Point of No Return in Discipleship


If you've been in church for as long as I have, hearing or seeing the word "discipleship" can almost send you into a coma. The picture that comes to mind is nearly universal: a group of people – it could be students or adults (the program is numbingly the same), sitting in uncomfortable chairs arranged in a circle, listening to a teacher talk on and on about the life and teachings of Jesus.

The success of a discipleship program is measured in attendance and memorization of Biblical trivia. Can you name the village near the well where Jesus spoke to the woman drawing water? How many times did Joshua tell the Israelites to walk around Jericho? If you can answer these questions correctly, you are deemed a "spiritual person."

For most of us, we will stay committed for a while but then we will get bored or busy and we will drop out. Occasionally, we will complain about the shallowness of the sermons we hear every Sunday, but few of us will put any real energy toward digging deeper into Scripture. Life is complex and difficult, and we don't see how a book with 2000-year-old words can help us negotiate our modern challenges.

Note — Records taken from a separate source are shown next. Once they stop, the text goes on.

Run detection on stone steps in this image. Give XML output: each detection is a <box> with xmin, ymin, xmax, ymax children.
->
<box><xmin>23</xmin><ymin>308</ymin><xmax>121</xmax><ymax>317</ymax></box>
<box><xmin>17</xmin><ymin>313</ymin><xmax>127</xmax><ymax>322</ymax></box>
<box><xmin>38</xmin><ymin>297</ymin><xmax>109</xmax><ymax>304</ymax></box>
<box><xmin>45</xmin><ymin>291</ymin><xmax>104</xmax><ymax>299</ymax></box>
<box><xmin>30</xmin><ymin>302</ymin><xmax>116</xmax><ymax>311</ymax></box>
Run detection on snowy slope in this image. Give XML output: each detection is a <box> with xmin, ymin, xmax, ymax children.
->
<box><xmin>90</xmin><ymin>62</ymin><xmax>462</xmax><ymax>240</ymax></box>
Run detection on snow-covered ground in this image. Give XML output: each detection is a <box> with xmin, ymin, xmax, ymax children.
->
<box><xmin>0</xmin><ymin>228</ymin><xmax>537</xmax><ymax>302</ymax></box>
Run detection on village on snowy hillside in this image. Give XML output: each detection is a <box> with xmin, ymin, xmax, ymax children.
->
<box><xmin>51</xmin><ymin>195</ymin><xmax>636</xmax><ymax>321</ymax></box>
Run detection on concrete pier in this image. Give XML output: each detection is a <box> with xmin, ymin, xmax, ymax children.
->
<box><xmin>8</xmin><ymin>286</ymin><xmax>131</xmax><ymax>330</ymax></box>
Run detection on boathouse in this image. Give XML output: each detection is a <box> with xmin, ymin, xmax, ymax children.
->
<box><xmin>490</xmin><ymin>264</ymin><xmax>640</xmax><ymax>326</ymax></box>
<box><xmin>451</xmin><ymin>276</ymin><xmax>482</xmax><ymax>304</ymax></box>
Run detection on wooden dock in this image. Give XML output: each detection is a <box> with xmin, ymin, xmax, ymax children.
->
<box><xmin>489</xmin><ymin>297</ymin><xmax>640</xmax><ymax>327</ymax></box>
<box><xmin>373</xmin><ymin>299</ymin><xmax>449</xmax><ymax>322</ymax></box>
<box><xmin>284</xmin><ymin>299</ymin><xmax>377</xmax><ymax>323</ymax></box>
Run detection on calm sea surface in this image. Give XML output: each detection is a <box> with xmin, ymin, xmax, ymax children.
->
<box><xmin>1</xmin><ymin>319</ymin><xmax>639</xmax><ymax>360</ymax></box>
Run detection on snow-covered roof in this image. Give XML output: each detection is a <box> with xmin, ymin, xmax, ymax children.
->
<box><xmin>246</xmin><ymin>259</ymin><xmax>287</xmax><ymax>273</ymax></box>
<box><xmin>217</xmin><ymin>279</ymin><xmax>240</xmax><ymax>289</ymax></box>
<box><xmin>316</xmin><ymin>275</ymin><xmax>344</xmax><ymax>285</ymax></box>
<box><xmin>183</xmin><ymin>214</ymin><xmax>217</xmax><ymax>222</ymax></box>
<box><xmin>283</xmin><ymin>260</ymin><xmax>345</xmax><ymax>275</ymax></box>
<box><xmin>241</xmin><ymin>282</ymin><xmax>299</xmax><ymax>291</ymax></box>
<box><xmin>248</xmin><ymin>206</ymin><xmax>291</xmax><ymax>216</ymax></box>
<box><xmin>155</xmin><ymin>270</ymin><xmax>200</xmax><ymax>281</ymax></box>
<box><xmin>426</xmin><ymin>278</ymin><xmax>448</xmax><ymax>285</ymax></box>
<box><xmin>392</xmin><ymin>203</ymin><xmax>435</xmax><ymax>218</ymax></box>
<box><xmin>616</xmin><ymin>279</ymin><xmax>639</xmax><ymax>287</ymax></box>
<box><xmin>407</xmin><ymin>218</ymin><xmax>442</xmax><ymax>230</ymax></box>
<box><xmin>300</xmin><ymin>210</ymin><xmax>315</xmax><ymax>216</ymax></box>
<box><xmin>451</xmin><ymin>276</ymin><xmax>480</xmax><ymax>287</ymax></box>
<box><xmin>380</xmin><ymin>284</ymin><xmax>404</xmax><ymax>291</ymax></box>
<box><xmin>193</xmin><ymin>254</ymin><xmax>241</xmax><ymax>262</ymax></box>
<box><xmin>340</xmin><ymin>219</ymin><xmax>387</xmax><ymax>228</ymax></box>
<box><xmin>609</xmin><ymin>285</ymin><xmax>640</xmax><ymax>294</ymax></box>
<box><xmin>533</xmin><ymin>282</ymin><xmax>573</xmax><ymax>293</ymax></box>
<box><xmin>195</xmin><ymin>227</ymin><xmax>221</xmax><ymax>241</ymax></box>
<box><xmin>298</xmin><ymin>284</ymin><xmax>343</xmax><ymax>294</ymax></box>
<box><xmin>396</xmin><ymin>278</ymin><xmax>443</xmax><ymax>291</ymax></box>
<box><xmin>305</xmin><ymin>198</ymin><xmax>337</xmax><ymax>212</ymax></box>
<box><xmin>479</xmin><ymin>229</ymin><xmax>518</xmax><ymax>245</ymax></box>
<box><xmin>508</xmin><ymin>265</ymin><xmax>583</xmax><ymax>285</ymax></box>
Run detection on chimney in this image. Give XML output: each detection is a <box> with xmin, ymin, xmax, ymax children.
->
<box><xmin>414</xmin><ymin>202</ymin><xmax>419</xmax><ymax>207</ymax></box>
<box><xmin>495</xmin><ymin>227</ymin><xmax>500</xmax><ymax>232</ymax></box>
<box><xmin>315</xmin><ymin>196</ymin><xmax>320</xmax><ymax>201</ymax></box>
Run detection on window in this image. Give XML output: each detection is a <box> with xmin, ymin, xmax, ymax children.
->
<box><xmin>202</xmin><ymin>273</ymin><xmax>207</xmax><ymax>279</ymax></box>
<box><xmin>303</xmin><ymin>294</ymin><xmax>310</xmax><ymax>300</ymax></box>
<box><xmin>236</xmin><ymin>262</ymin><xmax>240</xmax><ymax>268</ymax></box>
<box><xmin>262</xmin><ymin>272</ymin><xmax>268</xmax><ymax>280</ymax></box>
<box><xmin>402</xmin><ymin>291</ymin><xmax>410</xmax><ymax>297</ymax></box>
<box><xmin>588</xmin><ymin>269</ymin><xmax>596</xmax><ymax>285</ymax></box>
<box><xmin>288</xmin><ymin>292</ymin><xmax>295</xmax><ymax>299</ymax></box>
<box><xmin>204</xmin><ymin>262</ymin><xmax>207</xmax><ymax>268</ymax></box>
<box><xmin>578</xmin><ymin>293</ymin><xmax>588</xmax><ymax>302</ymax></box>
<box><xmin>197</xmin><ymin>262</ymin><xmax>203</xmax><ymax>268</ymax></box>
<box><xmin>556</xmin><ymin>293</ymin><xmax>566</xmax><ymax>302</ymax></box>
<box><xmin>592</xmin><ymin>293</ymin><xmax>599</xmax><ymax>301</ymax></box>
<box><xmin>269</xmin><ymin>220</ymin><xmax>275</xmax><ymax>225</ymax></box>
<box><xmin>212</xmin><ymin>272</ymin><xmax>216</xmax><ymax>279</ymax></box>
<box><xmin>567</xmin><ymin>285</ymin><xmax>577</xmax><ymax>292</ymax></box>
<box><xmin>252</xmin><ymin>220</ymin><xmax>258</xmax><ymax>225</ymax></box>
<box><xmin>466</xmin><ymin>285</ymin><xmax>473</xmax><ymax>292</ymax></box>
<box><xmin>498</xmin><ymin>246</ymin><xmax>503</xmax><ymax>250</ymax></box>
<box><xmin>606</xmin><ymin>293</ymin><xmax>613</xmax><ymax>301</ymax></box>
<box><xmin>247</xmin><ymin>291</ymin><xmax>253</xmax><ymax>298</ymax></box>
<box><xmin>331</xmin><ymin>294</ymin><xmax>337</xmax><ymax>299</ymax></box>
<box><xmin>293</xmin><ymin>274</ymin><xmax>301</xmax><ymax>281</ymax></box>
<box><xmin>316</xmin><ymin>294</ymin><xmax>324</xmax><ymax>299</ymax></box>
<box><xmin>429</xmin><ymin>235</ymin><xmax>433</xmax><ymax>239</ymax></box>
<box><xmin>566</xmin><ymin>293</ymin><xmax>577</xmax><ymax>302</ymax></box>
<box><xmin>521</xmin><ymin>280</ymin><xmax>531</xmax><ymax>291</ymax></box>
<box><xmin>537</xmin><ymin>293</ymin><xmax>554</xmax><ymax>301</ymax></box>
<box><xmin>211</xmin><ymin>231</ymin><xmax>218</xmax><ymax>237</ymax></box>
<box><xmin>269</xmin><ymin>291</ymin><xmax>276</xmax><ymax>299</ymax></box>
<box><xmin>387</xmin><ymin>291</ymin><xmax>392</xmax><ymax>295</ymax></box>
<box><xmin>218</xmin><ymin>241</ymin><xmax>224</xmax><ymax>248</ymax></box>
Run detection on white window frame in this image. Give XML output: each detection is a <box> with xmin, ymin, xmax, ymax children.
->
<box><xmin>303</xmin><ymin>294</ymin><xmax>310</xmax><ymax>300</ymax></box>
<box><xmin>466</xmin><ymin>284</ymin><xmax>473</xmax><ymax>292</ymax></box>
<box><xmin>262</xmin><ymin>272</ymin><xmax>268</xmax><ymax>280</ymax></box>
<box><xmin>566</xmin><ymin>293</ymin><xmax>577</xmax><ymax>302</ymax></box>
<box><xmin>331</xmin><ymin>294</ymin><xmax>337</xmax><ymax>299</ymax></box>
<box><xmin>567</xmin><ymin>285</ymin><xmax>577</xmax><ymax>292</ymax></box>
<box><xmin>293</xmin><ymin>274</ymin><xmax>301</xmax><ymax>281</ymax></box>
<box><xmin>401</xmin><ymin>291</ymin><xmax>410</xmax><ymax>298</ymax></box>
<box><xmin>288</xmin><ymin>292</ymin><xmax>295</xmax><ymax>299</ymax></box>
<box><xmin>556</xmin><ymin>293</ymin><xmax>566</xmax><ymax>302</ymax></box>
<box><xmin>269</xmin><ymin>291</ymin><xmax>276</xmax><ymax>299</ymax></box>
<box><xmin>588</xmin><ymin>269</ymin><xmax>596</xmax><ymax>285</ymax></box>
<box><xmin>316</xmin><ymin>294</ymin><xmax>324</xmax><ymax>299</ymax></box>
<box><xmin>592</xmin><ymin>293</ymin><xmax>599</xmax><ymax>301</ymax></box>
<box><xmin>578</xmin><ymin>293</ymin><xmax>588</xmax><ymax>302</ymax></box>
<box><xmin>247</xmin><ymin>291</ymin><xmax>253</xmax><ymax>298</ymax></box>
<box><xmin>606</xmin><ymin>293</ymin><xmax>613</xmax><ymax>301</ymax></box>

How did the word "disciple" go from someone we are to something we do to an achievement to be mastered, like graduating from college? In the day of Jesus, a disciple would move in with their rabbi. They would be with the teacher 24 hours a day, seven days a week. Sure, the student wanted to learn what the teacher knew, but they also wanted to learn how the rabbi lived. When Jesus asked if the disciples wanted to leave, Peter responded by saying that only Jesus had the words of life. I find Peter's response interesting. Notice, he didn't say Jesus had the words of righteousness, or the way to get to heaven. Peter said Jesus had the words of life. More than having a lot of good knowledge, Jesus knew how to live.